The international five-level scale runs from Low (1) through Moderate (2), Considerable (3), High (4), and Extreme (5). Low ratings indicate generally safe conditions where small avalanches are possible only on steep extreme terrain. Considerable — the most commonly underestimated rating — represents human-triggered avalanche likelihood and accounts for the highest share of fatalities globally. Most avalanche fatalities occur at Considerable and Moderate ratings, not at High or Extreme.
Forecasters identify specific avalanche problems present in the snowpack: storm slabs from recent loading, wind slabs from wind transport, persistent slabs over a weak buried layer, deep persistent slabs reaching to the ground, wet slabs from melting, cornice falls, and loose dry or loose wet sluffs. Each problem requires different terrain choices and trigger management. Persistent weak layers — buried surface hoar, faceted snow, depth hoar — remain reactive for weeks or months and produce the deadliest avalanche cycles.
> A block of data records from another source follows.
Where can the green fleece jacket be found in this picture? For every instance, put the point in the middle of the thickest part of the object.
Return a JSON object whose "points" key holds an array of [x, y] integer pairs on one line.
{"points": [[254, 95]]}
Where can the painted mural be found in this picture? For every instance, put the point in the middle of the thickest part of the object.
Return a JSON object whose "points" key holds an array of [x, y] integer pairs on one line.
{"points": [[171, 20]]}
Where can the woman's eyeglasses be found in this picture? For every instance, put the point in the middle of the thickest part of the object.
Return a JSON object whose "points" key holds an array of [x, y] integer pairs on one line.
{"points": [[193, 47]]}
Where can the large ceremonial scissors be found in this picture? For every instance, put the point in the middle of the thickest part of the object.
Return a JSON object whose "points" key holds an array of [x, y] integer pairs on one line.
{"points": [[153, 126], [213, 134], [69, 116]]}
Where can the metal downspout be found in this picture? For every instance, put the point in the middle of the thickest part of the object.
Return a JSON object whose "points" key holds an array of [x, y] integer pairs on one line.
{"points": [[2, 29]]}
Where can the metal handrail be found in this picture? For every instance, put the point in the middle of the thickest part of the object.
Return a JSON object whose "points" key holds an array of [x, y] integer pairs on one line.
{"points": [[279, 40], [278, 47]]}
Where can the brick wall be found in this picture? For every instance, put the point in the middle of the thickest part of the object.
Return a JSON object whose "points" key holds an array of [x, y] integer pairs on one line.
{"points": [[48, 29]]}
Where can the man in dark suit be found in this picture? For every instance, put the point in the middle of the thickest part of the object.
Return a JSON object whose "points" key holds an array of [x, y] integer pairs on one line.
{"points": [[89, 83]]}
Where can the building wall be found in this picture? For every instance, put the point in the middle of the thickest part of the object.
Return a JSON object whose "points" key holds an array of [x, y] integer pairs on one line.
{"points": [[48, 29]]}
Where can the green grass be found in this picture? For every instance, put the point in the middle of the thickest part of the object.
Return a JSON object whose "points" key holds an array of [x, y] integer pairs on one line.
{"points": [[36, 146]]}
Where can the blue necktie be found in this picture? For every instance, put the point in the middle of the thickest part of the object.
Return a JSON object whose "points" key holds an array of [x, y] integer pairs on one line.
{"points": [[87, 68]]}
Most fatal avalanches are triggered by the victim or a member of the victim's party rather than by natural release. Slope angles between 30° and 45° produce the vast majority of slab avalanches; below 30° the snow stays put, above 50° it sloughs continuously and accumulates less. Survival rate falls from 91% if dug out within 15 minutes to under 30% after 45 minutes — companion rescue with beacon, probe, and shovel is the only realistic chance for buried victims.
Anyone traveling in avalanche terrain should carry a beacon, probe, and shovel, and have practiced rescue skills. Pre-trip planning includes reading the forecast, examining terrain choice options, and identifying safe zones. Group management — exposing only one person at a time to slopes, maintaining visual contact, communicating about hazards — reduces consequences when triggers occur. Formal avalanche education (AIARE in North America, equivalent programs in Europe) is strongly recommended for anyone traveling in avalanche terrain.